Pope Benedict XVI made a rare exception to his annual vacation and received the prime minister of Malaysia July 18. The meeting is reported to be part of efforts to establish diplomatic relations with the Holy See.
It’s just the latest in a spate of welcome developments relating to Holy See diplomacy over the past six months, albeit with a couple of notable exceptions.
Establishing diplomatic links between the two countries was expected to be among the subjects discussed, The Associated Press reported, quoting an unnamed Malaysian government official.
News of the meeting, only the second by a Malaysian prime minister, is said to be “making waves” in the self-declared Islamic state, which has a Catholic population numbering 850,000 — just 3% of the total.
Malaysian Christians have recently seen their freedoms curtailed. Non-Muslims are barred from high political office, and earlier this year efforts were made to place “warning labels” on all Bibles imported into the country, stipulating they should only be read by Christians. Then, in May, a group of Islamic leaders questioned the loyalty of non-Muslims, calling for the rights of the state to be re-evaluated and even a new constitution.
Like China, Afghanistan, Myanmar, North Korea, Saudi Arabia, Somalia and Vietnam, Malaysia currently has no diplomatic relations with the Holy See, although the Vatican has an “apostolic delegate” based in Bangkok who liaises with Kuala Lumpur.
If, as reports suggest, progress can be made on establishing bilateral relations, it will be part of a series of achievements in Vatican diplomacy in recent months.

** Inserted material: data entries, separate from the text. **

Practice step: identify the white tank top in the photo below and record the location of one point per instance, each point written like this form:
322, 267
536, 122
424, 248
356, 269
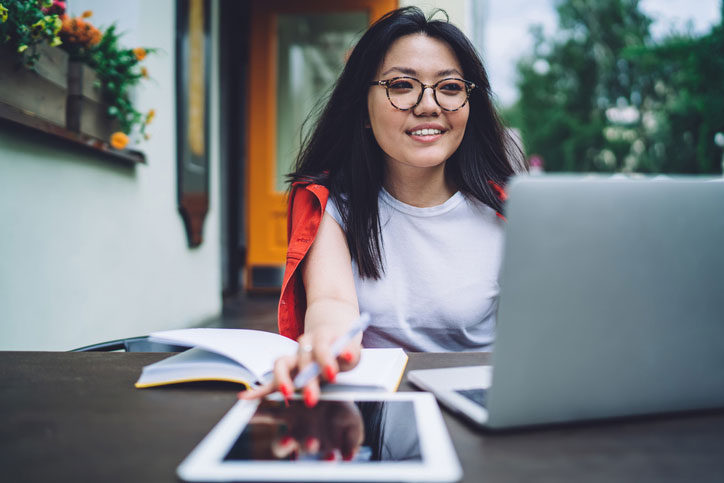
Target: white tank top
439, 289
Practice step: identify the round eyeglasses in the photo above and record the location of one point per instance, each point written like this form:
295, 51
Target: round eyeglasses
405, 93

In June, the Holy See signed a landmark agreement with Montenegro, regulating relations between the Catholic Church and the predominantly Orthodox Balkan state. The accord guarantees the legal status of the Church and institutions and covers the operation of seminaries and spiritual assistance in the armed forces, prisons and hospitals.

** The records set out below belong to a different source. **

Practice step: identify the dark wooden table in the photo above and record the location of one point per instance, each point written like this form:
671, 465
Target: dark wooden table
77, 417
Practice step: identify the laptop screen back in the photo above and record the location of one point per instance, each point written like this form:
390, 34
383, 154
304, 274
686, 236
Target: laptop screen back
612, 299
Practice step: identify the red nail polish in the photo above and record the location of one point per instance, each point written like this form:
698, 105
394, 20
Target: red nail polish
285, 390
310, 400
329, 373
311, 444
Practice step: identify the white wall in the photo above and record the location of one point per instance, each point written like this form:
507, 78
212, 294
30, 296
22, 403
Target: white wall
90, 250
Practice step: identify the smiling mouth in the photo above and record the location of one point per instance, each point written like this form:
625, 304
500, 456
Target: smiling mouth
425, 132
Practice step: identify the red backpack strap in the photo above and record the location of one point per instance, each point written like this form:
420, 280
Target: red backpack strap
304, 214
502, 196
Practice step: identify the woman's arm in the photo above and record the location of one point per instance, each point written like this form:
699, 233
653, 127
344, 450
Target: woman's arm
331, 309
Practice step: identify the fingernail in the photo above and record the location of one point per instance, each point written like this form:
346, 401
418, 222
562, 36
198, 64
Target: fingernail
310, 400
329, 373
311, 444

The Holy See already has diplomatic relations with a wide range of Orthodox countries, but this was the first such agreement signed by the Vatican and an Orthodox country that regulates Church-state relations.
Soon afterwards, on July 7, the Holy See signed a historic treaty with the central Asian state of Azerbaijan that could be a template for agreements with other Muslim-majority states. The agreement offers a secure legal status to the Catholic Church in Azerbaijan and guarantees religious freedom.
The Vatican’s secretary for relations with states, Archbishop Dominique Mamberti, said the accord was an “indication of how Christians and Muslims can live together and respect one another.”
Meanwhile, relations between the Holy See and Israel appear to be back on track after officials on both sides reported “very significant progress” in June 15 talks about a juridical agreement to establish the legal rights of the Church in the Holy Land.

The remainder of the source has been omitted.